İki gün önce Hıdırellez'di. O gün akşamı kızlarla seramik günümüzdü. Yine bol bol konuşup çamurla uğraştık. Bol bol hıdırellez isteklerinden bahsettik. Şimdiye kadar kağıtlara yazılıp da gül ağacının altına bırakılan isteklerden gerçekleşenleri konuştuk. Çizimler gül ağacının altına bırakılır diyenlerde oldu, gömülür diyenler oldu. Hatta Pinocuğum, Hıdırellez günü S harfi ile başlayan yemekler yenmesi gerektiğini iddia etti. Kızlardan ayrıldıktan sonra eve geldim. Küçük bir kağıda KIRMIZI kalemle istediğim, hayal ettiğim şeyleri çizmeye çalıştım. (Bengi daha önce kırmızı kalemle çizdiği herşeyin gerçekleştiğini söylediği için bu rengi seçtim)
Küçükken annemle gül ağacının altına çakıllarla yada taşlarla çizerdik.

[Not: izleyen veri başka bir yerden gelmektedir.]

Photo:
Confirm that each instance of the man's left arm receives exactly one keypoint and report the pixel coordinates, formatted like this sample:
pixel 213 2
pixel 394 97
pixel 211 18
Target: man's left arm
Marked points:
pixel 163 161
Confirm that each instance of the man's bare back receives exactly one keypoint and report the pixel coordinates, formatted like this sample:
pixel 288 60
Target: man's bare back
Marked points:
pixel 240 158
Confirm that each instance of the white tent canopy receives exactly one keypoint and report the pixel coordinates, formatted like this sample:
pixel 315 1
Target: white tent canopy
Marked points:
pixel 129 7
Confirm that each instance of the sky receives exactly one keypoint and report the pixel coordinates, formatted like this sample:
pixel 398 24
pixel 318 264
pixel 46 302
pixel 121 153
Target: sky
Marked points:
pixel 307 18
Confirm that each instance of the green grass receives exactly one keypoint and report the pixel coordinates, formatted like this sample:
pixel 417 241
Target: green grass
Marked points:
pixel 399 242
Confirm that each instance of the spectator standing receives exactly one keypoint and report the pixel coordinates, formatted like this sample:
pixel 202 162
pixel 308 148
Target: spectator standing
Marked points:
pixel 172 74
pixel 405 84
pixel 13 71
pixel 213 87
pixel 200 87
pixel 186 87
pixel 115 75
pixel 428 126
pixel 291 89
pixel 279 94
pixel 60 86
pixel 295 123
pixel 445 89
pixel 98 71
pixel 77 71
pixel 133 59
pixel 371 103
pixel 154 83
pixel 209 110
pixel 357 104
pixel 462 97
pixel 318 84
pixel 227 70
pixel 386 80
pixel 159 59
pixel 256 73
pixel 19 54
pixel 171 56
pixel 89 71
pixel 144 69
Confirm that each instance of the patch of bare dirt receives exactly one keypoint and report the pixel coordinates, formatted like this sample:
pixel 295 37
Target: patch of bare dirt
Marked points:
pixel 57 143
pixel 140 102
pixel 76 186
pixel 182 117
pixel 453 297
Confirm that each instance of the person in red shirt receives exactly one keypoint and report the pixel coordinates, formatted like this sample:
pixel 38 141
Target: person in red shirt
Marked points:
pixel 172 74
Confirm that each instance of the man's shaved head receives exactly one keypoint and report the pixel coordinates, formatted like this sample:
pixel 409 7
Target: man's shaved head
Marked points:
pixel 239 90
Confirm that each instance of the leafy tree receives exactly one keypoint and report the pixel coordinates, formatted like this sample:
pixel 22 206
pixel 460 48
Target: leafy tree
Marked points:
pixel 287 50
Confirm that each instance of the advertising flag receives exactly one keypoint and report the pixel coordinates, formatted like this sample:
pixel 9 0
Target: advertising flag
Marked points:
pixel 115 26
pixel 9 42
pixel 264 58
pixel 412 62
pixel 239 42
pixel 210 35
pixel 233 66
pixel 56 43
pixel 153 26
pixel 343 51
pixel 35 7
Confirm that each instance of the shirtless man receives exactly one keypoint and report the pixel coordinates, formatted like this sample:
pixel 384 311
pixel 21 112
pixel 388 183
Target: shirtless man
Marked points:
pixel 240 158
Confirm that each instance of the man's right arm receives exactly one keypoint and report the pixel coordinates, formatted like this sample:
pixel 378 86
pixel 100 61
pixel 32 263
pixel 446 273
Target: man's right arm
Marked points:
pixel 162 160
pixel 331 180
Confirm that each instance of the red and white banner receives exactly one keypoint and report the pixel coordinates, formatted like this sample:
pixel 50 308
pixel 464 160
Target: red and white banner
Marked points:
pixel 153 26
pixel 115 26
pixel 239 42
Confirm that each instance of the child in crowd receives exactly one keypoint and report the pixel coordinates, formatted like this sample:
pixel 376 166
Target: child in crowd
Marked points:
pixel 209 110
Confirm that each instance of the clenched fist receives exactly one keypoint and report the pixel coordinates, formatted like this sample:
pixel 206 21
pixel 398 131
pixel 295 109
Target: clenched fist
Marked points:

Ben pek hatırlamıyorum ama annem hepsinin çıktığını söylerdi. Bu iş birazda inançla ilgili galiba. Eğer istediklerinin gerçekten olacağına inanırsa insan gerçekleşiyor. Ben bu konuda biraz karamsarım. Neler çizdiğimi söylemeyeceğim. Ama gerçekleşmeye başladığında tek tek buradan anlatacağım:))

3 Mayıs 2009 Pazar

Azmin Zaferi...



Görev:Sabah erken kalkılacak. Saat 9.30 gibi Çayyolu'na Cüneyt Gökçer Sahnesi'ne gidilip Rita'nın Şarkısı'na bilet alınacak.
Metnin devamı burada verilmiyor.